Sparito in fonderia a Marcheno, svolta inattesa: il teste fa saltare l’alibi all’imputato

Caso Bozzoli, slitta l’udienza del gip per il nipote accusato di omicidio e distruzione di cadavere. Dal pm la deposizione dell’operaio che vide la vittima: finestra di un quarto d’ora di tempo per il delitto

Giacomo Bozzoli

Giacomo Bozzoli

Marcheno (Brescia), 30 ottobre 2020 - A cinque anni dalla scomparsa di Mario Bozzoli, l’imprenditore che l’8 ottobre 2015 sparì dalla sua fonderia di Marcheno, di processo per il nipote Giacomo, unico imputato dell’omicidio premeditato e della distruzione del cadavere dello zio, ancora non si parla. Dopo il rinvio di giugno, l’udienza preliminare prevista ieri è stata posticipata un’altra volta. La Procura nelle scorse settimane ha depositato altri atti integrativi d’indagine. In particolare la testimonianza dell’operaio senegalese Aboagje ‘Abu’ Akwasi, presente in fonderia la sera del mistero. Inizialmente tra gli indagati e di recente risentito come persona informata dei fatti, ‘Abu’, l’ultimo ad aver visto Bozzoli prima che si smaterializzasse, ha in parte modificato la ricostruzione dei movimenti in fabbrica del titolare, anticipando di una quindicina di minuti l’orario in cui raccontò di averlo incrociato. Bozzoli alle 19,12 telefonò alla moglie (‘Mi cambio e arrivo’). Poi si sparì.

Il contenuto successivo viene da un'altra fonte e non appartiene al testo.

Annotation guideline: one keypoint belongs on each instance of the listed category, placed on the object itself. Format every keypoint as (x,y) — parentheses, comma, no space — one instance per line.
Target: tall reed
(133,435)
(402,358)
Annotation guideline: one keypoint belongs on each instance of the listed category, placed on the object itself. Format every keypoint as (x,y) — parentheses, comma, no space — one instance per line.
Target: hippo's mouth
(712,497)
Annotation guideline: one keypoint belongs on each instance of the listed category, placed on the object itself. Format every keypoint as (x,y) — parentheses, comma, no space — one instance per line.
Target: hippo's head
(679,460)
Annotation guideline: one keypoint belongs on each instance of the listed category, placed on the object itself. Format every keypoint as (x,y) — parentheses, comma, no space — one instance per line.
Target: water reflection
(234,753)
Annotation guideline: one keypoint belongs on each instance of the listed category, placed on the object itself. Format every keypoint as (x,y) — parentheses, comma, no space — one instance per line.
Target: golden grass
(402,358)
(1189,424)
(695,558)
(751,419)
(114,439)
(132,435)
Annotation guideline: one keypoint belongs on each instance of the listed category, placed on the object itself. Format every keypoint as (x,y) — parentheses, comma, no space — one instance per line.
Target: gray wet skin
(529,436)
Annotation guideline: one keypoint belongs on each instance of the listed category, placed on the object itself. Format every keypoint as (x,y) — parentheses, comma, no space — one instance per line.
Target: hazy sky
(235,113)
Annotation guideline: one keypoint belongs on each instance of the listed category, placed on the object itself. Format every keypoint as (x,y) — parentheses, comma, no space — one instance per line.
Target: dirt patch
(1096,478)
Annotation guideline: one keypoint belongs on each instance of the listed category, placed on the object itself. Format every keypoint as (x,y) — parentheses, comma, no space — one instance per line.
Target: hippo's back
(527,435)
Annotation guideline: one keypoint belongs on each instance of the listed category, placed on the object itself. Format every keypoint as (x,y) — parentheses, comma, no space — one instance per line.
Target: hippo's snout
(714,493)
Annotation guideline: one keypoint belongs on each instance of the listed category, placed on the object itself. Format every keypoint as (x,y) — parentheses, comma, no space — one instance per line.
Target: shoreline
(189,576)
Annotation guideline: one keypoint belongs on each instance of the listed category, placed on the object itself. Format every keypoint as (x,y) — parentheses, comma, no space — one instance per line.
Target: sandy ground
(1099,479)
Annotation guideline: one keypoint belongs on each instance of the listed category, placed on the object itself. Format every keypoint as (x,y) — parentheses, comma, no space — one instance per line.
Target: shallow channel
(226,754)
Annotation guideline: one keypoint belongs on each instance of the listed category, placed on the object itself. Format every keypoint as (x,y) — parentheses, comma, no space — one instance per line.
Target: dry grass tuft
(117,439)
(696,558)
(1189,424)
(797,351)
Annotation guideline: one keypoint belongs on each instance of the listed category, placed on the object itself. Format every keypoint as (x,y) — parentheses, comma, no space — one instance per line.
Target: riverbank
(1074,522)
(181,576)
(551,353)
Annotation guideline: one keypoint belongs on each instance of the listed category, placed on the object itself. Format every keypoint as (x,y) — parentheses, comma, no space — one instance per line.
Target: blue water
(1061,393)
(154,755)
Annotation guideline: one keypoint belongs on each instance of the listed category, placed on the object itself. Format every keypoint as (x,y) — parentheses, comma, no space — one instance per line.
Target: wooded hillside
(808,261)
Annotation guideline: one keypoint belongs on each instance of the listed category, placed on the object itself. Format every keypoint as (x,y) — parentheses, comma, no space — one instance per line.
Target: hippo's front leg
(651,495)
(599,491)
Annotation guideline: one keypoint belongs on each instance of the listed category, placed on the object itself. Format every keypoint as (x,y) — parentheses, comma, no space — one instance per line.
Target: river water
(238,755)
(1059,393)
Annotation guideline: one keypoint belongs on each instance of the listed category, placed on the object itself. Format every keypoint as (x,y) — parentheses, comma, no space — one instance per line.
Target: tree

La difesa ha chiesto tempo per esaminare le carte e il gup, Alberto Pavan, ha riconvocato le parti il 16 novembre. Un rinvio cui si erano opposti l’accusa (il pg Marco Martani e l’aggiunto Silvio Bonfigli) e le parti civili (la moglie di Mario, Irene Zubani, con i figli Claudio e Giuseppe, presenti con l’avvocato Vanni Barzellotti), stanchi di attese. Ma la signora Irene stringe i denti: "La speranza è quella di sempre – sospira –, che si raggiunga la verità. Ho fiducia come sempre, come l’ho da cinque anni a questa parte". Alle oltre 20mila pagine di fascicolo il 21 settembre la Procura ne ha aggiunte tredici con le dichiarazioni di ‘Abu’, chiamato a chiarire una frase intercettata il 15 ottobre 2015 durante una conversazione in auto con il collega Oscar Maggi, a sua volta di turno in fonderia la sera della scomparsa. "Se Beppe parla e dice cose sbagliate sono guai", si dissero i due. Beppe è Beppe Ghirardini, l’operaio trovato avvelenato dal cianuro il 18 ottobre seguente tra i monti di Case di Viso, a Ponte di legno. Il protagonista di un giallo nel giallo, sul quale è stata aperta un’inchiesta parallela per istigazione al suicidio che la Procura intende archiviare (ma la famiglia il 23 dicembre, davanti al gip, si opporrà e chiederà nuove indagini). ‘Abu’, come ha fatto Maggi, ha minimizzato quella frase, sostenendo che non vi fosse un riferimento specifico a Bozzoli.

Nell’immediatezza dei fatti raccontò di averlo incrociato alle 19,30 mentre, finito il turno, si dirigeva dal reparto rottami allo spogliatoio. Bozzoli però non si cambiò mai, i suoi abiti puliti sono rimasti appesi. L’operaio, ai comandi di un muletto per spazzare il piazzale, disse di aver guardato l’orologio mentre lo vide andarsene. Ma ora ha ritrattato: l’incontro avvenne un quarto d’ora prima, pare. Un cambiamento che corrobora la tesi accusatoria secondo cui l’imprenditore fu eliminato nello spogliatoio, o durante il tragitto dai rottami. Le telecamere della zona furono misteriosamente spostate a differenza di tutte le altre. Quelle puntate sugli ingressi della fabbrica , da cui l’imprenditore non uscì, ripresero la Porsche Cayenne di Giacomo andarsene alle 19,27, rientrare pochi minuti dopo, e andarsene di nuovo. A bordo c’era il corpo dello zio, ritiene chi indaga, ucciso dal nipote con cui aveva forti screzi per affari. La Procura il 16 ottobre ha depositato l’audizione di Ermes Bresciani, l’operaio che condivideva lo spogliatoio con Bozzoli. C’era da capire come funzionasse la serratura, a scatto, chiudibile dall’interno. Ora gli avvocati Luigi e Giovanni Frattini, che assistono Giacomo, affilano le armi. E a loro volta potrebbero depositare atti di una contro-indagine.